In war torn Berlin, the city relies on a mix of grizzled veterans of hundreds of fires and inexperienced kids fresh from training. This is the story of a single station on a single night as bombs fall and fires burn.
As darkness descended upon the city, I made my way towards the fire station. It was an imposing three story stone building a few blocks west of the Tiergarten. Had it not been for three massive red doors, it could have been an apartment or office building. Rows of windows on the second and third floors faced the street. They glowed slightly in the fading light of the sun. I stood for a moment and took in the building before I knocked on the middle door.
It took a few minutes and three knocks, but eventually the door began to raise with a creaking noise. I found myself staring at the cab of a green Mercedes fire engine. Footsteps echoed on the concrete floor and a firefighter appeared from behind the engine.
“You must be the journalist,” he said, making the word journalist sound a touch profane. I replied in the affirmative and he said, “Name’s Frei. I drive the ladder truck.”
My eyes followed the direction of the thumb he used to point towards a shiny green truck with a turntable ladder.
“Oberwachtmeister Weber is upstairs,” Frei said, “Follow me.”
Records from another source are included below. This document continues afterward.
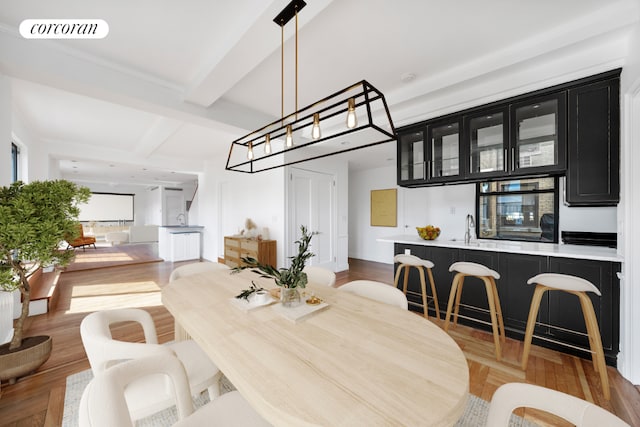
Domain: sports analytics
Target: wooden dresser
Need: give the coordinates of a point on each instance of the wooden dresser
(239, 247)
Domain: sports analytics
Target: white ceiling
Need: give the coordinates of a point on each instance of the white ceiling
(175, 82)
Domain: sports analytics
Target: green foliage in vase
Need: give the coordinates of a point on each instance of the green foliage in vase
(292, 277)
(34, 219)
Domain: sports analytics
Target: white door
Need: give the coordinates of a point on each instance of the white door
(174, 208)
(312, 203)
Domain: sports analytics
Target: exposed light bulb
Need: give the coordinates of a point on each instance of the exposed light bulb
(315, 129)
(352, 119)
(250, 151)
(289, 138)
(267, 144)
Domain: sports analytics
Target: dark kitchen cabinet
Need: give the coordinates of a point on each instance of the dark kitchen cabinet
(593, 177)
(560, 323)
(411, 156)
(538, 135)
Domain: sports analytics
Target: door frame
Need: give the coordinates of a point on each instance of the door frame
(290, 232)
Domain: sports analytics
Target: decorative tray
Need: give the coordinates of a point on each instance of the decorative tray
(248, 305)
(300, 312)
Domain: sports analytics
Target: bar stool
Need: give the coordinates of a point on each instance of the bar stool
(488, 276)
(408, 261)
(578, 287)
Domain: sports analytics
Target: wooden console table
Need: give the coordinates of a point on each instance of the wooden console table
(236, 248)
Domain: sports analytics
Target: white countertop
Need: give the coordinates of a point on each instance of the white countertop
(529, 248)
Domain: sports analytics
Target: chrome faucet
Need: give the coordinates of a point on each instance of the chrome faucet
(181, 219)
(470, 224)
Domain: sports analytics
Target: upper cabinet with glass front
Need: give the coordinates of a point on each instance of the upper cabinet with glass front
(444, 161)
(430, 154)
(487, 141)
(411, 156)
(538, 140)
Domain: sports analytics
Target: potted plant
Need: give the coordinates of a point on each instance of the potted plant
(34, 219)
(289, 279)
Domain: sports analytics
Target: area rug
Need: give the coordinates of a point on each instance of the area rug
(475, 414)
(114, 256)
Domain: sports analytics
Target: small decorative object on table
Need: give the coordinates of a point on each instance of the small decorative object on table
(253, 290)
(289, 279)
(429, 232)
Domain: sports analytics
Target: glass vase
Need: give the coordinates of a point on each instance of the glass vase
(289, 297)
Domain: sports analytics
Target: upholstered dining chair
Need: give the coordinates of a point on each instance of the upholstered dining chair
(320, 276)
(196, 268)
(103, 402)
(149, 395)
(377, 291)
(577, 411)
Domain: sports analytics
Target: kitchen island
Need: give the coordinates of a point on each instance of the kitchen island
(560, 322)
(179, 242)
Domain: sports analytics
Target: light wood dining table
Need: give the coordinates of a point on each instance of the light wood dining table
(356, 362)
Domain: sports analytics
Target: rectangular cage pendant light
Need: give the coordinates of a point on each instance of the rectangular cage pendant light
(353, 118)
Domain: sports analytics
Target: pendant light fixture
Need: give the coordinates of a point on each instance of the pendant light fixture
(353, 118)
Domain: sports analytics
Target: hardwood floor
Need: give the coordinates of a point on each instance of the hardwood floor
(37, 400)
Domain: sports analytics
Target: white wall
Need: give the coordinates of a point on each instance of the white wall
(5, 131)
(443, 206)
(629, 230)
(227, 199)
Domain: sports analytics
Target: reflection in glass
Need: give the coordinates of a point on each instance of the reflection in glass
(411, 156)
(536, 134)
(487, 143)
(518, 210)
(445, 142)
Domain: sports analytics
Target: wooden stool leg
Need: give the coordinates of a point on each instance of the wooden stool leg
(423, 287)
(496, 300)
(406, 279)
(434, 293)
(397, 278)
(494, 320)
(594, 333)
(531, 323)
(458, 297)
(452, 296)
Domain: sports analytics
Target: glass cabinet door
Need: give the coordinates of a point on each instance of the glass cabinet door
(539, 134)
(411, 154)
(445, 151)
(488, 136)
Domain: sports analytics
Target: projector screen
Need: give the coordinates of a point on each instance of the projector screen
(107, 207)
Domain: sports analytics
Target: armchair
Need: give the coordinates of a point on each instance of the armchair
(81, 241)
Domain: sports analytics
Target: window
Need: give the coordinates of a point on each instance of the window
(520, 209)
(15, 154)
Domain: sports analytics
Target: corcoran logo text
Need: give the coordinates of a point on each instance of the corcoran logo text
(64, 29)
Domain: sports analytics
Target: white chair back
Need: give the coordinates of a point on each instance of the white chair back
(377, 291)
(103, 402)
(577, 411)
(196, 268)
(320, 276)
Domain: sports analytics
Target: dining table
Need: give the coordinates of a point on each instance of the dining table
(354, 361)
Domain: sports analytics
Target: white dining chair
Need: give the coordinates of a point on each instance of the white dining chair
(103, 402)
(377, 291)
(576, 411)
(196, 268)
(320, 276)
(150, 395)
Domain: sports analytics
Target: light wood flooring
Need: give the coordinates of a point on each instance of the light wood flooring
(37, 400)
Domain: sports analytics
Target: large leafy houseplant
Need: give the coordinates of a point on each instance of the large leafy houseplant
(289, 278)
(34, 219)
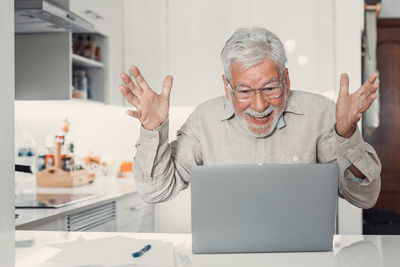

We walked across the apparatus floor. The station smelled of smoke, mold, sweat, and diesel exhaust. Four brass poles along the far wall ascend upwards and disappeared into the floor above. The stairway in the back of the station rose so steeply that, for a moment, I felt as if I were climbing the Swiss Alps. The second floor consisted mainly of one large room with iron cots along both walls. A few sparse decorations hung on the walls, mostly pin-up girls and a few official posters. One was of a grinning skeleton hurling a bomb earthward. Large block letters proclaimed “The enemy sees your light! Blackout!” The cots were all made up in regulation military fashion with the sheets and blankets folded with precision. A large picture of Saint Florian, the patron saint of firefighters the world over hung next to the fire poles.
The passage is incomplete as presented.